The official Publication of the American Association of Feed Control Officials (AAFCO) gives wide latitude for ingredients that can be used in animal foods. In my book The Truth About Pet Foods I mention that approved ingredients include:

Dehydrated waste

Undried processed animal waste

Polyethylene roughage (plastic)

hydrolyzed poultry feathers

Hydrolyzed hair

hydrolyzed leather meal

By-products of poultry hatcheries

meat meal tankage

peanut hulls

Ground almond shells

*Association of American Feed Control Officials Official Publication, 1998

Simultaneously, this same regulatory agency prohibits the use of many proven beneficial natural ingredients that one can find readily available for human consumption such as bee pollen, glucosamine, L-carnitine, spirulina and many other nutraceuticals.
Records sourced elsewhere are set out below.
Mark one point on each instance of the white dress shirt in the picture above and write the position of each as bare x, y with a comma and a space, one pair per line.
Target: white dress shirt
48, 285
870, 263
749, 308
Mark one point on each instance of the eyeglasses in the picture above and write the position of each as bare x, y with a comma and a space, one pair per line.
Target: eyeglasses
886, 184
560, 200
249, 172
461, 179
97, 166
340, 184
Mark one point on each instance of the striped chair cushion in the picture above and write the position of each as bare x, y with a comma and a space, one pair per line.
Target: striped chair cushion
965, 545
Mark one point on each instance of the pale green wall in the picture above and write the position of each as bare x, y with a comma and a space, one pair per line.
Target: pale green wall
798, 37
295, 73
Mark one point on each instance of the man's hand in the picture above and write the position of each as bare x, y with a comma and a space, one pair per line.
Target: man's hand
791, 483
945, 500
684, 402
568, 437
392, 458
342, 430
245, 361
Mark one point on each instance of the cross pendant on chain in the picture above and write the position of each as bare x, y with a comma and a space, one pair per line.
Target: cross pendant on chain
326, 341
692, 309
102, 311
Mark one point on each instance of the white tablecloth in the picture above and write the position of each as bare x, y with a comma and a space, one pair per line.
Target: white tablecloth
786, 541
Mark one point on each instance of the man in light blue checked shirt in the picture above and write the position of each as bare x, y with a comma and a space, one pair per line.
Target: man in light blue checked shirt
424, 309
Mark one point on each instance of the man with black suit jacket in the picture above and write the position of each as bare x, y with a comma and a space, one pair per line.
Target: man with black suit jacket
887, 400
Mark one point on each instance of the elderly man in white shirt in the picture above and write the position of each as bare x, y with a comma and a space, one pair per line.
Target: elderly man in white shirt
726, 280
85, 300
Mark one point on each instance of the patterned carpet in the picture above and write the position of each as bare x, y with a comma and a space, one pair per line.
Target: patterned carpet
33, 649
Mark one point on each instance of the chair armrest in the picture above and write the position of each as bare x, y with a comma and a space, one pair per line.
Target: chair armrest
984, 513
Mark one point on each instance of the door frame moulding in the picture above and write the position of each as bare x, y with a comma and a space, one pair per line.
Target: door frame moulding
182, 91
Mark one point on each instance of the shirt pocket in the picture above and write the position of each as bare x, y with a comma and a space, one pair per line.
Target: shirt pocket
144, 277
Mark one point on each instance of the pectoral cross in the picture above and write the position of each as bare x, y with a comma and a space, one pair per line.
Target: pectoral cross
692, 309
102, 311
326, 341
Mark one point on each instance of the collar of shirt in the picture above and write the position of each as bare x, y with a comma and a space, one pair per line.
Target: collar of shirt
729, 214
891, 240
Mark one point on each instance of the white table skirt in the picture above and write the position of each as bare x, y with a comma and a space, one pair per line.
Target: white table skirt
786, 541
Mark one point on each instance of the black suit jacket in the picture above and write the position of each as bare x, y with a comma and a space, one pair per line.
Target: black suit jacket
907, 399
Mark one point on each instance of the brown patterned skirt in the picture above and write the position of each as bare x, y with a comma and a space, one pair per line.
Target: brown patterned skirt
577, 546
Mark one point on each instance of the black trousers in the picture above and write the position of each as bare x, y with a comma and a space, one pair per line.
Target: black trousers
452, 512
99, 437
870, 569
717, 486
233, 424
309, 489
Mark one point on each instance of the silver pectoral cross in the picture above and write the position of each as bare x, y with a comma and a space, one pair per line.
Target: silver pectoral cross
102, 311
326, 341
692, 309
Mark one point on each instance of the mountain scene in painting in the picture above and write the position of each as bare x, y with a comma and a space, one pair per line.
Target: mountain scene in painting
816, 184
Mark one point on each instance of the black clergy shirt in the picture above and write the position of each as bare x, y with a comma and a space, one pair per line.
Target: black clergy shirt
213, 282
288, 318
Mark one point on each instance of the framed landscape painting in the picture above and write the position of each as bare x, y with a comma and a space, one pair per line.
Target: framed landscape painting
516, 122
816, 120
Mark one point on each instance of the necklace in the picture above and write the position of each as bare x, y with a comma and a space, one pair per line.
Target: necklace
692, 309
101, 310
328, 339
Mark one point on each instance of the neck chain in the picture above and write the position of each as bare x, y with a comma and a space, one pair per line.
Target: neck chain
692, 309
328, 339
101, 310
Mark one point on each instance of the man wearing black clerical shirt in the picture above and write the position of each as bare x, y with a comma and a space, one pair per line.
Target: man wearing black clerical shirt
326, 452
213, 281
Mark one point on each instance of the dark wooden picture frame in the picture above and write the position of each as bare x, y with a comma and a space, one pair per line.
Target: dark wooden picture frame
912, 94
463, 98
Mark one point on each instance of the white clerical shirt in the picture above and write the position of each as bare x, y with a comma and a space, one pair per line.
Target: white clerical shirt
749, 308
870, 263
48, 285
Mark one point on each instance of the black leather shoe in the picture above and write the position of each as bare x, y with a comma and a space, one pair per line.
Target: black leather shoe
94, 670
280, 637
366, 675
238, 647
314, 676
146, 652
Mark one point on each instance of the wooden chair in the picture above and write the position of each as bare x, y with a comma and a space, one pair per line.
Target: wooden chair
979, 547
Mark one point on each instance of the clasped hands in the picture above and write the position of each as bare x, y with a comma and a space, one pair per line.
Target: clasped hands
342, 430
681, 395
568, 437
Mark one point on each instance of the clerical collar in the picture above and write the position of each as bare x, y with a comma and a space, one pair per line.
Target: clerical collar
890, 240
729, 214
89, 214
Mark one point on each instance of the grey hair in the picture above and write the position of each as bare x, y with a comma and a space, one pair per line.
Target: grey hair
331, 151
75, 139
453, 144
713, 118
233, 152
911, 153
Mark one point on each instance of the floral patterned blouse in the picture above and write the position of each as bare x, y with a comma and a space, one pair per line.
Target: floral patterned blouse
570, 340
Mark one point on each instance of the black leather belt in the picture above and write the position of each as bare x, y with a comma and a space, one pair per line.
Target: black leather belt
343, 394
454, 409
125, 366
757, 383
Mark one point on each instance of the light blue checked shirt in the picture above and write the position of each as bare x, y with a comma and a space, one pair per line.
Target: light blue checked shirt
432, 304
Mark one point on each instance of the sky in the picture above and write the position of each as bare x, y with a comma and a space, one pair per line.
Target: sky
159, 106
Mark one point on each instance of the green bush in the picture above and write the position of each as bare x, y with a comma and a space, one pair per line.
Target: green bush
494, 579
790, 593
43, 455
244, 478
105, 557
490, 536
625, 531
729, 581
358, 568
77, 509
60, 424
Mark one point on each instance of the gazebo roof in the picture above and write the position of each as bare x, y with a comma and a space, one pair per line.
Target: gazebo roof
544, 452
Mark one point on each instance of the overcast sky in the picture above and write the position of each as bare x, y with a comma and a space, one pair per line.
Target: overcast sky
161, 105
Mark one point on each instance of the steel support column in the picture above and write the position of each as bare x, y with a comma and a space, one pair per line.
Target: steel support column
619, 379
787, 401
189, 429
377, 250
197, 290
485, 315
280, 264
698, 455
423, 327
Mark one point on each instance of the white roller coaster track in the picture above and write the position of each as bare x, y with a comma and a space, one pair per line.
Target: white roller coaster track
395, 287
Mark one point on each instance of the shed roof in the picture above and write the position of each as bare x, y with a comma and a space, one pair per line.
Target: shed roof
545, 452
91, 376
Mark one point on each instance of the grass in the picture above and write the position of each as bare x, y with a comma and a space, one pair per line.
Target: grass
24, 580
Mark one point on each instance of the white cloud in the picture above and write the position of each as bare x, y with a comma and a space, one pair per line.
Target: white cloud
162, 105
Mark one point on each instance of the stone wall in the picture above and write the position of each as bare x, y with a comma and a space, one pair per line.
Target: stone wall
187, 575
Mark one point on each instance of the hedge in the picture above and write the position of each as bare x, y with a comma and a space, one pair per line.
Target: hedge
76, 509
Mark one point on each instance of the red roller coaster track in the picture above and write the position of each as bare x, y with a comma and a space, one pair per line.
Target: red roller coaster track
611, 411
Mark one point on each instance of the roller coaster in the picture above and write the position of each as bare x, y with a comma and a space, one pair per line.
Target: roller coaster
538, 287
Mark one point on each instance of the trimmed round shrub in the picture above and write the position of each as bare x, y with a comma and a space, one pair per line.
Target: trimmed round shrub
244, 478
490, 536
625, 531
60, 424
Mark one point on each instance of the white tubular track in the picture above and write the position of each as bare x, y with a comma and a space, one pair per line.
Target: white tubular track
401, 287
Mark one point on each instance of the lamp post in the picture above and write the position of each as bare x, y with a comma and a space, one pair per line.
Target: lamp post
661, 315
It would be easy to conclude that reason does not rule when it comes to what officially can or cannot be used in pet foods.

The regulators operate on the simple nutritional concept that food value is based on percentages, and that no ingredient has a special place in the world. The tens and thousands of scientific articles that prove the importance of the type of ingredient, its quality and how it affects health are denied. Also, they are silent on the negative impact of food processing, and the impact that time, light and heat, oxygen, and packaging have on nutrition and health.

The regulators will not be able to tell you how to feed your pet for their health. For their way of thinking, as long as a packaged food achieves certain percentages, regardless of ingredients, the manufacturer can claim the food is 100% complete. Pet owners then proceed to confidently feed such guaranteed foods at every meal thinking all the while they are doing the right thing for their pet. Dieticians in hospitals also follow this old-school nutritional philosophy. They feed malnourished patients, who are metabolically deficient, a diet of jello and instant potatoes with powdered egg, white flour rolls, and oleomargarine, because the charts additional info state that such a diet contains the right percentages of nutrients. If you want to be sick, hospitals are the place to go!